UPDATE, 4:05 PM: In an email, National Park Service spokeswoman Jenny Anzelmo-Sarles says representatives from that agency and the US Park Police met with Fort Reno concert organizer Amanda MacKaye to review 2014’s shows and start the plan for this year’s. The participants discussed public-saftey guidelines and fees for staging the concerts.
“One of the primary goals in permitting any event is to ensure public safety,” Anzelmo-Sarles writes. “These fees are standard practice for many permitted special events.”
The annual summer concert series at Tenleytown’s Fort Reno Park is in danger of not happening, its organizer, Amanda MacKaye, writes on her website. MacKaye’s statement appears to be the first act in a repeat of last year’s drama in which the shows were canceled over her reluctance to pay for a National Park Service-required police presence, then confirmed after she agreed to raise the necessary funds.
In her statement today, MacKaye is not nearly as apocalyptic as last year, but she is hinting rather overtly that this year’s 21-band lineup might not take the stage. “Last year’s change in procedure from the National Park Service and US Park Police EMPTIED (and then some) our piggy bank,” she writes. “NPS and USPP have informed me that once again we will have to pay for police presence.”
MacKaye continues, writing that she had hoped that “our peaceful series in 2014” would convinced authorities’ to drop the requirment that Park Police officers patrol the grounds during the concerts, which typically bring out a few hundred audience members.
It cost $2,640 to cover last summer’s police presence, according to Washington City Paper.

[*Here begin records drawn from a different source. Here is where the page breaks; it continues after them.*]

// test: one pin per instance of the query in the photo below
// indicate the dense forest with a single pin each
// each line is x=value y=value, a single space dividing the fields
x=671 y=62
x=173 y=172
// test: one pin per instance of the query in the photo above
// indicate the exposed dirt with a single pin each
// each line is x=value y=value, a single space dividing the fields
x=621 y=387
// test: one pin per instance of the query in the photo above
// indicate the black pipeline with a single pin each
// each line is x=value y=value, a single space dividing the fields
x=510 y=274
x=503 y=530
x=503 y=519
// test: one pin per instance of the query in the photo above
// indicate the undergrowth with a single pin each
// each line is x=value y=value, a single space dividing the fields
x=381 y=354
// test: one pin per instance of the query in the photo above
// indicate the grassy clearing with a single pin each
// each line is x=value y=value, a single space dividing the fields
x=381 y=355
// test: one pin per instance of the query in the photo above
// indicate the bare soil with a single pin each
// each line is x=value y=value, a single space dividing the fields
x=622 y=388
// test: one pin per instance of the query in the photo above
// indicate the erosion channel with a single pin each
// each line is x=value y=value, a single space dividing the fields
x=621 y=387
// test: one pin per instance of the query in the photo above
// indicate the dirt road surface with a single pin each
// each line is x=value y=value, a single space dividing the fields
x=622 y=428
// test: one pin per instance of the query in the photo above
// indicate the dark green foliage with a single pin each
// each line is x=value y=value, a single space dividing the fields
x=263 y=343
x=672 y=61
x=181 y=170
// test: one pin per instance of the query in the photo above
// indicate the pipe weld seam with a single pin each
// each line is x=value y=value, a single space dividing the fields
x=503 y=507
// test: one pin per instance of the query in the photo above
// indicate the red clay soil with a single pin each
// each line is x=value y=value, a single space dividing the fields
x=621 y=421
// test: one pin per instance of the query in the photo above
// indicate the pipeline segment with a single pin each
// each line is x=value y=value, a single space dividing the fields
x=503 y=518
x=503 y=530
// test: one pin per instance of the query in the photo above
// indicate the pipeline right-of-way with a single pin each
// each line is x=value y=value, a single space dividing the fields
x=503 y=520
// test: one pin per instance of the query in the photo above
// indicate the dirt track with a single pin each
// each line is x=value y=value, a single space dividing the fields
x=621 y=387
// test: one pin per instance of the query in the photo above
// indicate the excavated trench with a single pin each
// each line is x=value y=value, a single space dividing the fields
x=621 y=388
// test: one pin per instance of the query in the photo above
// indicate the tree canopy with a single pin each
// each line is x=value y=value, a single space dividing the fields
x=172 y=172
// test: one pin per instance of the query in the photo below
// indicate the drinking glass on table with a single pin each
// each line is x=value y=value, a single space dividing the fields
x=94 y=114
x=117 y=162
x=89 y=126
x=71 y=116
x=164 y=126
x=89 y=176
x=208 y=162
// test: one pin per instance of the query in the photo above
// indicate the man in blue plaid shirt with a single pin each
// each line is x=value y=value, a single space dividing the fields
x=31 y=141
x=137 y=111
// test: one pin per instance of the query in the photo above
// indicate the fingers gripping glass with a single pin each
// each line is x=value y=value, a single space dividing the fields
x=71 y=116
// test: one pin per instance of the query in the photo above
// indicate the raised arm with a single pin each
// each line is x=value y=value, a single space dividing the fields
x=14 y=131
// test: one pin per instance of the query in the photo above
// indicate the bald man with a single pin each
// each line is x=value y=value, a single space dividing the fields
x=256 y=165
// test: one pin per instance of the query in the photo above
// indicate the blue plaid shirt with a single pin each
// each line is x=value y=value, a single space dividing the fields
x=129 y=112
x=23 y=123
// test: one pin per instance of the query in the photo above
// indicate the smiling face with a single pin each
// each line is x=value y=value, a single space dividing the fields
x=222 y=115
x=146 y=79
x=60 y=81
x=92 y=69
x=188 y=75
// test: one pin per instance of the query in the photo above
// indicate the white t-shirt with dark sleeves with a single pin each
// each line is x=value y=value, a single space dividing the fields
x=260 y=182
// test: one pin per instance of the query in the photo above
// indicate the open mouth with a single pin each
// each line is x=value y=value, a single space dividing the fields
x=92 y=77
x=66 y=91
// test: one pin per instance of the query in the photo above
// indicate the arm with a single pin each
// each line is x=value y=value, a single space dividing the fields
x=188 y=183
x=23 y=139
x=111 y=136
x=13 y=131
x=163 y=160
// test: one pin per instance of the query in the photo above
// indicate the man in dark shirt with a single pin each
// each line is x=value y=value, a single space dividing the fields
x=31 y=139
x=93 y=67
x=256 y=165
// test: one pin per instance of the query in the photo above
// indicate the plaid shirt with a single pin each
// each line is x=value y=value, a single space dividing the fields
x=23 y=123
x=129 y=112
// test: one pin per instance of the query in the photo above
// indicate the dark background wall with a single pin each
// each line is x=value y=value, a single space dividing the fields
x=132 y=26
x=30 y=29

MacKaye was put on the hook for the cost after federal budget cuts forced NPS to start funding police overtime through fees levied on event organizers. The concerts themselves are operated on a shoestring budget of about $2,500 per year.
MacKaye did not respond to multiple requests for comment this renewed dispute with the Park Service and Park Police. The Fort Reno concert series website contains a frantic plea for donations to fund this year’s shows. She offers two methods of contributions: through the Washington Peace Center, which is tax-deductable, or directly to her address, which is not.